NC HART training

Published 12:00 am Wednesday, December 2, 2009

By Holly Fesperman LeeSalisbury Post
A hunter falls from a tree stand in a heavily wooded area that’s inaccessible by vehicle.
The injured man needs medical attention, but the area is miles from a main road and it would take too long to carry him out.
What can emergency workers do to reach the man?
Rescuers with NC HART (Helicopter Aquatic Rescue Team) practiced that scenario and others Tuesday during a training exercise at the Rowan County Airport.
Fire, police and EMS personnel from across the state, along with members of the Army National Guard, make up NC HART, one of only three rescue teams of its kind in the country.
According to Tim Rogers with the Charlotte Fire Department, the team is “trained for about any kind of disaster where we need to put teams in and get citizens out.”
Last March, on St. Patrick’s Day, the team worked to rescue five fallen climbers in Burke County.
Lt. Col. Paul Barbee recalled that it was very cold that night and said the group probably would have died without the team’s help.
NC HART also helped with Hurricane Katrina relief efforts and aided in the search for Michael Auberry, the boy scout lost in the mountains last March.
“It’s a 24-7, 365 resource,” Rogers said.
The three scenarios the group practiced Tuesday involved searching for a victim over a huge area and using a helicopter to lift the victim out of the area.
Greg Atchley, N.C. Emergency Management area coordinator, explained that the person’s injuries determine what method rescuers use to lift them out of the area.
If the person doesn’t have any spinal injuries, NC HART could use a harness that fits around the person’s body and clips onto a cable that comes down out of the helicopter.
If the victim has some type of spinal injury and needs to be stabilized, rescuers will put the person on a backboard and then into a long bag. The cable clips onto the bag and lifts the person into the helicopter.
In either situation, a rescue worker rides with the victim to keep the person calm.
Capt. Christopher Joyner, deputy state public affairs officer with the National Guard, served as the victim in one of the scenarios earlier in the day.
While he’s been in combat before and served a year in Iraq, Joyner said being lifted by the helicopter was still scary.
“These guys really know how to take care of a patient,” he said.
In another scenario, kayakers went out on a swollen creek and became stranded on a debris field.
The victim in that situation was more badly injured than the fallen hunter, so rescuers used the backboard and bag to prepare the victim for the helicopter.
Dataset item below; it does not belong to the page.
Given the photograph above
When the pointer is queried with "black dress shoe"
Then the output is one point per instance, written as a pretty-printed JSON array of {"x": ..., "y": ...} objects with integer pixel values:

As the blackhawk helicopter approached, rescuers put on goggles to protect themselves from its hurricane force winds.Joyner explained that the team would practice a short haul in this scenario.
Team members secured the injured man, then the helicopter flew a short distance to an open field and dropped the man off. The helicopter came back and picked up a second man and dropped him off also.
The short haul works best when there are multiple victims, Joyner said.
“This is as realistic as it comes,” he said. “The idea is to train, train, train. … If you wait until the time you have to do it for real, you won’t be prepared.”